In his 25 years in Australia, Professor Göran Roos has seen public service organisations become more reluctant to innovate and more fearful of innovation. Speaking at the session Public Sector: Innovative Models of Governance he said that budgetary constraint, political restraint and fear of exposure in the media have all played a role in creating this reluctance. In many cases, innovation has become a standard response to a crisis. In others, it is driven by one person and, when that person moves on, things inevitably return to the way they were.

“I see a lot of talk but very little action,” he said. “[The television comedy] Yes Minister is still alive and well in Australia.”

Principal barriers

He listed a number of barriers to innovation in the public service including inadequate strategy, a short-term focus, lack of relevant metrics, and organisational and cultural elements such as risk aversion and limited incentive for change. He also pointed to a generally restrictive approach to collaboration with industry and within the organisations themselves.

Dr Marlene Kanga FAICD, a director of Sydney Water Corporation, said that when she started her own high-tech small business in 2001 she frequently collaborated with Australian universities. Now her interns come from Europe.

“We would love to work with Australian PhD students and researchers,” she said. “The main reason we can’t is that universities have legal departments that are so risk averse they insist on owning the 0.0001 per cent of intellectual property [IP] that the student might create. That mucks us up because all of the value in our company is IP. They also want indemnity against anything that might happen, which is impossible for us to provide. We don’t have the resources and there is no insurance cover.”

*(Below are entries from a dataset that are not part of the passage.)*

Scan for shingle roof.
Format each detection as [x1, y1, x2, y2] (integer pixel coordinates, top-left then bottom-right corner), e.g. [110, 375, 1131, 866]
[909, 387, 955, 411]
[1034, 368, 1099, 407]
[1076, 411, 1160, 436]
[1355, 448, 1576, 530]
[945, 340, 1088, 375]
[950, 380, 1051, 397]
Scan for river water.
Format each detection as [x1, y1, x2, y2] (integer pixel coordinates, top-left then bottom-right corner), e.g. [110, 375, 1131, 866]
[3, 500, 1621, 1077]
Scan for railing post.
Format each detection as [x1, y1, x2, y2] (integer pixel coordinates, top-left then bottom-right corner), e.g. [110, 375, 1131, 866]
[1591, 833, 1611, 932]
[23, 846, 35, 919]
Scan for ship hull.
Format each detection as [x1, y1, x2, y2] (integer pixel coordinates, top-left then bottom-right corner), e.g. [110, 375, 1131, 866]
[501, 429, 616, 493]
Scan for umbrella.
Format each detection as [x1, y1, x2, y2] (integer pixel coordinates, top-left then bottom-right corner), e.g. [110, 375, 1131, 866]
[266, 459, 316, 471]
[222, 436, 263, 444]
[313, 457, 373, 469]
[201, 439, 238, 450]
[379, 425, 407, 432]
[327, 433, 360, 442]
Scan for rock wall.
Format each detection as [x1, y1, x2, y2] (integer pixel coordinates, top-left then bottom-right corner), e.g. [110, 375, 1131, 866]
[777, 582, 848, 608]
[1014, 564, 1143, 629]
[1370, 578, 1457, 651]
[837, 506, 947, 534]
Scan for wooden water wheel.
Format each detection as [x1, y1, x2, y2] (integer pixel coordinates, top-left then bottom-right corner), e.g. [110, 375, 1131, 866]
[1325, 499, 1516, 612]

Kanga added that IP has been identified in the UK as well as Australia as the main barrier to collaboration between universities and businesses. She compared this with the United States, where they have what is known as open innovation. She gave the example that, when two PhD students developed an idea for Google, Stanford University took the view that the people who owned the IP were the ones most likely to make it work. If they did, the university would benefit in other ways.

Steps in the right direction

But the news is not all bad.

Erma Ranieri, Commissioner for Public Sector Employment, Office of the Public Sector, described the reform program in South Australia.

“We’re changing the way the public sector does its business – by stealth in some areas,” she said.

The challenges range from red tape and regulation to issues such as domestic violence, where they have been considering how multi-agency approaches might save lives.

We would love to work with Australian PhD students and researchers.

“Government doesn’t have all the answers,” she said. “In some cases government needs to make way for the private sector, not-for-profit organisations and anyone else who has a contribution to make.”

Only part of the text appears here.